French demonstration: Sarkozy vs the street
[info]forwardplanning wrote:
Friday, 30 January 2009 at 07:14 am (UTC)
Well done the French

Can we Brits do the same about NuLabours oppressive controlling social engineering, self serving greed and total disaster of the economy.

Perhaps decorate a few lampposts with them on the way
worse coimg
[info]someofusknow wrote:
Friday, 30 January 2009 at 07:32 am (UTC)
I wonder what Sarkozy will do when unemployment reaches 15% (which is more or less inevitable). Run to join George Bush's at a fortified retreat in Paraguay?
Thank God for the French
[info]allenn007 wrote:
Friday, 30 January 2009 at 09:18 am (UTC)
This is what should be happening the world over, but only the French are demonstrating on behalf of the rest of the world.

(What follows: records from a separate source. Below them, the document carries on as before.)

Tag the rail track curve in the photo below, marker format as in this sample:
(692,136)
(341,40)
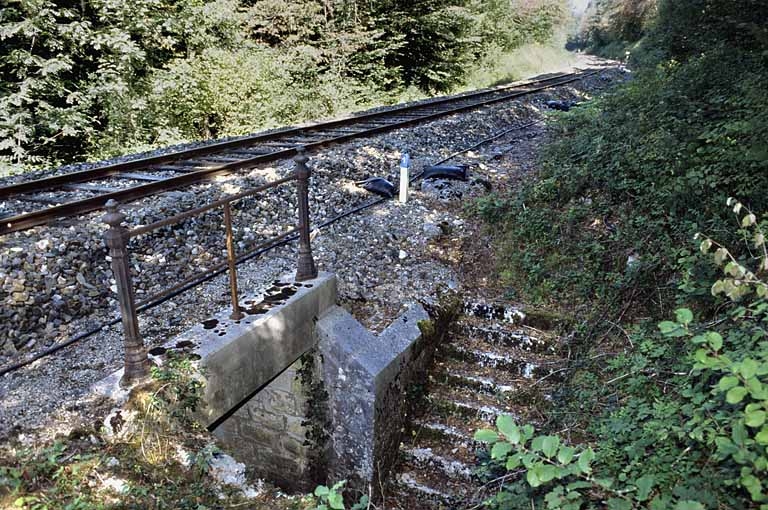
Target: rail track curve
(133,180)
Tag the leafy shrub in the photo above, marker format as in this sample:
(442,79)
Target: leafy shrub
(631,176)
(688,424)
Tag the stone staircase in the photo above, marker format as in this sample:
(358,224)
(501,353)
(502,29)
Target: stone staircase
(490,366)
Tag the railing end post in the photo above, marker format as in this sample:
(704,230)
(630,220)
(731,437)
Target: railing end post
(136,360)
(306,269)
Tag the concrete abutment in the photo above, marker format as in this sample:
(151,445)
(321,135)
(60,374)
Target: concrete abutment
(302,393)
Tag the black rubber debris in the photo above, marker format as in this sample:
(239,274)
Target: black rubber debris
(378,186)
(562,106)
(456,172)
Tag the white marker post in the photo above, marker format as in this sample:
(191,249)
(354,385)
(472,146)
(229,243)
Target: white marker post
(405,162)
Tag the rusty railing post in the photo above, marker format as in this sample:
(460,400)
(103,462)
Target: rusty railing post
(306,269)
(136,361)
(236,313)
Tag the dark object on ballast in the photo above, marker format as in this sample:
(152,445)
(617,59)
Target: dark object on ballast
(562,106)
(458,172)
(378,185)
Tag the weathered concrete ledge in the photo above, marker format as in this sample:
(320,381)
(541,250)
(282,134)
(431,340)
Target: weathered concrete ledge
(302,392)
(245,355)
(367,379)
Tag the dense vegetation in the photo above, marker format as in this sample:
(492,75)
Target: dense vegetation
(668,389)
(103,77)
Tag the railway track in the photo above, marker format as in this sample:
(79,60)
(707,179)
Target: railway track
(88,190)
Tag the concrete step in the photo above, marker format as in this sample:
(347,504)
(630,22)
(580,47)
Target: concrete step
(495,333)
(430,458)
(417,490)
(493,358)
(493,311)
(447,405)
(443,432)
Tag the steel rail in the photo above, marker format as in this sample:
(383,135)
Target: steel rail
(218,269)
(42,216)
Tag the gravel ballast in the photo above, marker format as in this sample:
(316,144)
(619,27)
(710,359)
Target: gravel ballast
(55,281)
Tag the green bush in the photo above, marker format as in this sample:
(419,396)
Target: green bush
(681,419)
(636,173)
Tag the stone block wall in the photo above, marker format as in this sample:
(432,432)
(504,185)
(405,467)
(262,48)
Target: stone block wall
(271,432)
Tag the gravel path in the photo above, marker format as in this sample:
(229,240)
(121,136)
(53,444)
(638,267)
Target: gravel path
(54,281)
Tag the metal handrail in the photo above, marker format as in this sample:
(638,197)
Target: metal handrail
(117,236)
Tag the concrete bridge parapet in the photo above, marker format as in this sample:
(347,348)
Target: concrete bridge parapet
(300,391)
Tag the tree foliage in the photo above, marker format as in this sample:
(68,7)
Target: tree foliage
(100,77)
(667,383)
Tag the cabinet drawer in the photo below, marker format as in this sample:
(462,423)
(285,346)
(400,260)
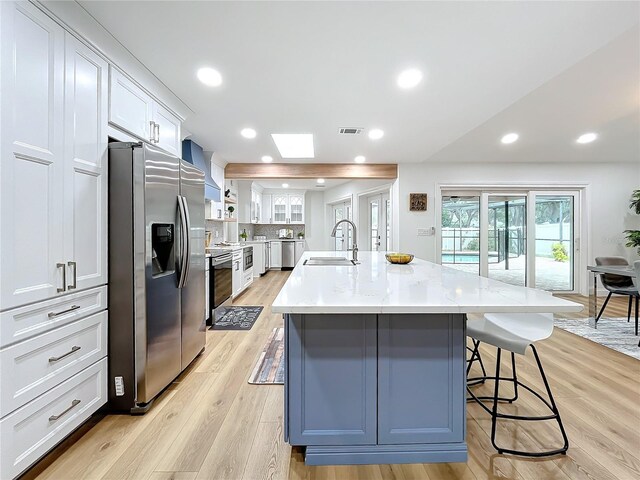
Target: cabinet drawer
(25,322)
(32,367)
(30,432)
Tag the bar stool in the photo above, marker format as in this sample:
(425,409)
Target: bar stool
(514,332)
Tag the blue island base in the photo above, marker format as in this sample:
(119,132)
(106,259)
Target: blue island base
(385,454)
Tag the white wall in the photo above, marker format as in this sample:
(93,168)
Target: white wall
(608,192)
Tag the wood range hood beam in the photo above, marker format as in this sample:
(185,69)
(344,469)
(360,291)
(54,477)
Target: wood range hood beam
(240,171)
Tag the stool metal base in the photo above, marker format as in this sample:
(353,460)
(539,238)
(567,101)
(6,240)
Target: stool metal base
(495,399)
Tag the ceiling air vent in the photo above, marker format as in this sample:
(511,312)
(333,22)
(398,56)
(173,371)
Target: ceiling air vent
(350,131)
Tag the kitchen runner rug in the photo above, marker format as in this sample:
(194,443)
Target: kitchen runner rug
(614,333)
(269,369)
(237,318)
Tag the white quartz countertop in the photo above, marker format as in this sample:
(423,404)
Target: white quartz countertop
(376,286)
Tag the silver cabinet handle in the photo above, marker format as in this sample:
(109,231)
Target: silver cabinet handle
(75,274)
(64,277)
(56,314)
(53,418)
(74,349)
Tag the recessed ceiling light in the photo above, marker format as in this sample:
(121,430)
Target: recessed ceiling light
(510,138)
(587,137)
(248,133)
(294,145)
(210,77)
(375,134)
(409,78)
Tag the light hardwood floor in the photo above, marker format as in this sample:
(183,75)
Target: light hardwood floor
(211,424)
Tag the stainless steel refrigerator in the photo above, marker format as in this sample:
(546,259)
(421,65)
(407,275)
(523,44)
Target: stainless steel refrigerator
(156,272)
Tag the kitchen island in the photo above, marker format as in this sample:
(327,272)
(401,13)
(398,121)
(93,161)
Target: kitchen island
(375,357)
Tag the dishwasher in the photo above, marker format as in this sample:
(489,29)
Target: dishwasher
(288,254)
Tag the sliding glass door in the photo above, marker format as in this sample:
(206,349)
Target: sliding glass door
(507,238)
(460,240)
(524,237)
(554,242)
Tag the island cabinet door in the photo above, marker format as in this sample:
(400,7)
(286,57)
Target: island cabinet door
(331,379)
(421,389)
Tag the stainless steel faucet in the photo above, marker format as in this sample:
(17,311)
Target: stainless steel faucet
(355,236)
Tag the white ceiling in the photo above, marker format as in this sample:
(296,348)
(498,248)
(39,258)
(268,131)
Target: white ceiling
(312,67)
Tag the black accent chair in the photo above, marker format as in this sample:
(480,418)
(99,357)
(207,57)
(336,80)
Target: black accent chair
(618,284)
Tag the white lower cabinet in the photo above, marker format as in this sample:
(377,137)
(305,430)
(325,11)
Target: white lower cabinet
(30,368)
(31,431)
(53,373)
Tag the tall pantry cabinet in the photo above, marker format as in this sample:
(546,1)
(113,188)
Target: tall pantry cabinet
(53,220)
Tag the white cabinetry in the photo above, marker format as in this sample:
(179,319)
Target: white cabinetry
(130,107)
(296,208)
(32,168)
(134,110)
(275,260)
(287,208)
(267,216)
(54,170)
(279,205)
(85,178)
(53,219)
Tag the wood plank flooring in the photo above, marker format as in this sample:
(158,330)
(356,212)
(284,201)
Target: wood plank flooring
(211,424)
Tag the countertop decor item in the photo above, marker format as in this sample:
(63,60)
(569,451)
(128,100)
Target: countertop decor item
(417,202)
(399,258)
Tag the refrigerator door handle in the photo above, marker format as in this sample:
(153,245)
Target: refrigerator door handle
(183,242)
(187,253)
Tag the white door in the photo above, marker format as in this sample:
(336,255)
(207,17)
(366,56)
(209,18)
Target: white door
(379,209)
(31,170)
(344,233)
(296,208)
(168,125)
(276,255)
(130,107)
(85,179)
(279,204)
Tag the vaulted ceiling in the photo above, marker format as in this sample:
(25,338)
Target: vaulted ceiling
(549,70)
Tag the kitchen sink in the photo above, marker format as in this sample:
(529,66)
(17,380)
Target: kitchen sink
(329,261)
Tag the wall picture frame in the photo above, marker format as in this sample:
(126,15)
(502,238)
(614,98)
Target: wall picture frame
(417,202)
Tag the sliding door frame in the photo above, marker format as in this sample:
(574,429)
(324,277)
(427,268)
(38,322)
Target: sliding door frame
(581,228)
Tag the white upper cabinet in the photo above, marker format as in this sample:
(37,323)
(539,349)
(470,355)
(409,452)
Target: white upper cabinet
(279,206)
(130,107)
(167,130)
(54,160)
(286,208)
(266,214)
(32,169)
(296,208)
(85,181)
(135,111)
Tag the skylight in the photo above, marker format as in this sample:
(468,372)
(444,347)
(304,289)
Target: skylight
(294,145)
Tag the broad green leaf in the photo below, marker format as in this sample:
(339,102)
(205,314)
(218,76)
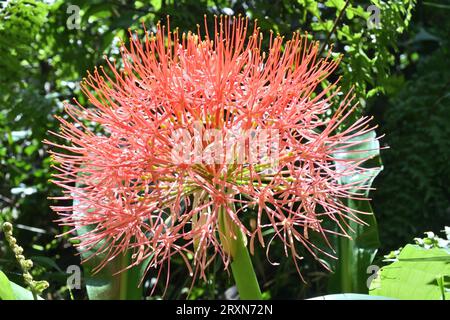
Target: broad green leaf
(111,283)
(418,274)
(6,292)
(354,256)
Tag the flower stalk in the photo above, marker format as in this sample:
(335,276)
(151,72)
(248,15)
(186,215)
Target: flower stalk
(234,243)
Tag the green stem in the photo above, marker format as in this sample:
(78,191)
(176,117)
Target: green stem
(123,289)
(243,272)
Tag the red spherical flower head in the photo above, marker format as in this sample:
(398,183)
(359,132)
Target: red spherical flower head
(195,136)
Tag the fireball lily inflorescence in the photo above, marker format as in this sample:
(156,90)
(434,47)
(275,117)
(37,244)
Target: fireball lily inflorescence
(194,135)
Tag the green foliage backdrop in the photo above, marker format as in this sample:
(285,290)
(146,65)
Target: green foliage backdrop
(398,71)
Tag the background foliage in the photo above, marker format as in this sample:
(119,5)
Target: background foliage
(399,71)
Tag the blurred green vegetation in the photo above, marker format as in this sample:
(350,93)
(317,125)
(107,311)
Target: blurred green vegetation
(399,72)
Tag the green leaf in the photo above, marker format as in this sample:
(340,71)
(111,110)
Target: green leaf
(354,256)
(111,283)
(21,293)
(6,292)
(418,273)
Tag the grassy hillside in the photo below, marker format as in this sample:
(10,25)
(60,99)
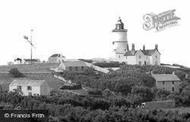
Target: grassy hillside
(31,71)
(30,68)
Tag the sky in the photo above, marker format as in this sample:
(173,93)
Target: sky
(83,28)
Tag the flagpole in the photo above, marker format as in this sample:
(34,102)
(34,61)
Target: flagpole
(31,45)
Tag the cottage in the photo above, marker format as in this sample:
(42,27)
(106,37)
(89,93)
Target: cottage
(143,57)
(169,82)
(56,58)
(30,87)
(76,66)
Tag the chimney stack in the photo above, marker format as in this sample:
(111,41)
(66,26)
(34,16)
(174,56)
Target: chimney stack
(133,46)
(156,47)
(173,72)
(143,47)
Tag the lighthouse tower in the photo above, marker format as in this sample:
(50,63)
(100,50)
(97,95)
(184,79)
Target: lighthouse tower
(120,43)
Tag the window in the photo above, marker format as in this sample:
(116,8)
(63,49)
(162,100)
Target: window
(76,68)
(144,62)
(19,87)
(30,93)
(139,62)
(29,88)
(82,68)
(70,68)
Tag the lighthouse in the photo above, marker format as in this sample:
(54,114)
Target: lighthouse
(120,42)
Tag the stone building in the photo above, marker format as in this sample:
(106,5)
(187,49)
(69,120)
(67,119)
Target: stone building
(169,82)
(143,57)
(56,58)
(134,57)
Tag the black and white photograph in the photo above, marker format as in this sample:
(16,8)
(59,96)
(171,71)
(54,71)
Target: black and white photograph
(94,61)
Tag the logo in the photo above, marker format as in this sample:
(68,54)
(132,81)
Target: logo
(160,21)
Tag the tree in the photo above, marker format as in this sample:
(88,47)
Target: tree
(15,73)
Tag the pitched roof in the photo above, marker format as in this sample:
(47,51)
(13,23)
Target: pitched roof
(56,55)
(165,77)
(145,52)
(27,82)
(74,63)
(149,52)
(130,53)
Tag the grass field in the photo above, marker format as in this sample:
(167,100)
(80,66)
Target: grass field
(31,71)
(179,109)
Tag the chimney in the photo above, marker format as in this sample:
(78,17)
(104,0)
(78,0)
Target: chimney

These protestors are completely right. Why are governments entrusting so much money in the banks who created this mess. (And are still paying bonuses to staff.)

No help is being given to the individual, the average person on the street who is the real victim who has lost his job, house, income.

The whole crisis and now bailout is nothing short of a scandal. Now it is governments as well as the banks that need to be brought to account.
Worthless
[info]uanime5 wrote:
Friday, 30 January 2009 at 12:53 pm (UTC)
I can't see why anyone things this strike will achieve anything. It lacks direction and any thought out policies.

1) They complain about the banks' bailout, would they rather the banks and economy collapsed?

2) How do they expect Sarkozy to fix the decline in internation demand?

3) Why are the unions demanding pay rises at a time when most companies need to cut costs?

The irrational nature of the Unions will hurt France in the long run. If Sarkozy wishes to solve this problem he must crush the Unions the same way Thatcher did.

How dare he!
[info]had_it wrote:
Friday, 30 January 2009 at 01:40 pm (UTC)
Sarkozy wants to trim the over-paid and underworked government employees - what a stupid idea. Productivity is for industry, not civil service. Civil service is for featherbedding and should be measured by time served, not work or results.
mmm
[info]nicholson007 wrote:
Friday, 30 January 2009 at 02:42 pm (UTC)
Much that needs reforming in France - and it DOES need reforming should be being reformed by the left not the right. France is now a huge left wing dinasour of the old school - much is rotting - over prolomged and stagnant left based work practices have created tight monopolies for workers which guarantee work indefinitely by starving the public of some of the most basic services enjoyed elsewhere.
eg. the unionised driving instructors of France fiercely defined their right to place restrictions on the amount of qualified instructors allowed purely to presrve waiting lists accross the country of people wishing to learn to drive.
To this extent i actually think this march is just a a French 'Puoff' - it's nothing - it means little except perhaps disdain that an upstart like Sarkozy thinks he's the one with the manners to invite the french to re-modernise themselves. To that extent France still remains in deadlock. But we are looking at a global tendancy of both right and left governements learning towards the centre left and the direct left for domestic policy and neither Sarkozy nor the union backed practices which remain preserved in a state of decay are acting as left orientated bodies in the present tense.
francoamericia
[info]lingg1 wrote:
Friday, 30 January 2009 at 09:07 pm (UTC)
Now the "Frenchbush" has to eat bitterness while the americans finally get some relief from the "zombie free market swine" that have trashed the economy. Their utopia are Green zones surrounded by chaos sprinkled by the gaza like drone strikes to thin the opposition and build the climate of fear.